Cette annonce s’ajoute a plusieurs engagements déjà présentés par Anthropic pour sécuriser du calcul à grande échelle :
- un accord pouvant atteindre 5 gigawatts avec Amazon, dont près d’un gigawatt de nouvelle capacité d’ici fin 2026
- un accord de 5 gigawatts avec Google et Broadcom, avec une mise en service à partir de 2027
- un partenariat stratégique avec Microsoft et Nvidia comprenant 30 milliards de dollars de capacité pour Azure
- un investissement de 50 milliards de dollars dans l’infrastructure américaine d’IA avec Fluidstack
Anthropic indique faire tourner et entraîner Claude sur plusieurs types de matériel, entre AWS Trainium, Google TPU et GPU Nvidia. L’entreprise ajoute aussi avoir manifesté son intérêt pour un partenariat avec SpaceX autour d’une capacité orbitale de calcul pour l’intelligence artificielle de plusieurs gigawatts.
L’expansion vise aussi la conformité
La hausse de capacité ne répond pas seulement à la demande brute.

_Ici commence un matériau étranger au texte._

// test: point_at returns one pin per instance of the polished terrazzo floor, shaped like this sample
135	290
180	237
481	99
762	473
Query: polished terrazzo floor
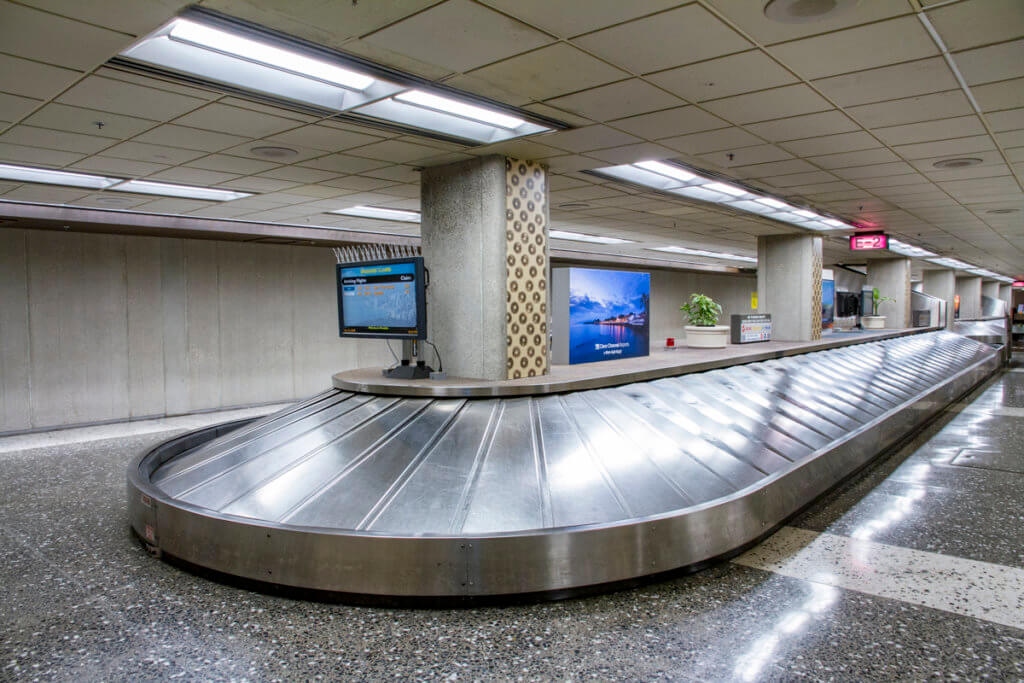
912	569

Anthropic explique que ses clients entreprise, surtout dans les services financiers, la santé et le secteur public, ont besoin d’infrastructures déployées dans leur région pour respecter les règles de conformité et de résidence des données.
C’est dans cette logique qu’une partie de l’expansion sera internationale. La collaboration déjà annoncée avec Amazon inclut de l’inférence supplémentaire en Asie et en Europe, tandis qu’Anthropic affirme vouloir ajouter de la capacité dans des pays démocratiques dont le cadre juridique et réglementaire peut soutenir de tels investissements et dont la chaîne d’approvisionnement reste sécurisée.
L’entreprise lie enfin sa stratégie industrielle à un engagement sur l’impact local de ses data centers. Après avoir promis de couvrir toute hausse du prix de l’électricité pour les consommateurs causée par ses sites aux États-Unis, Anthropic dit étudier une extension de ce principe dans d’autres juridictions et évoque des investissements avec des responsables locaux dans les territoires qui accueilleront ses infrastructures.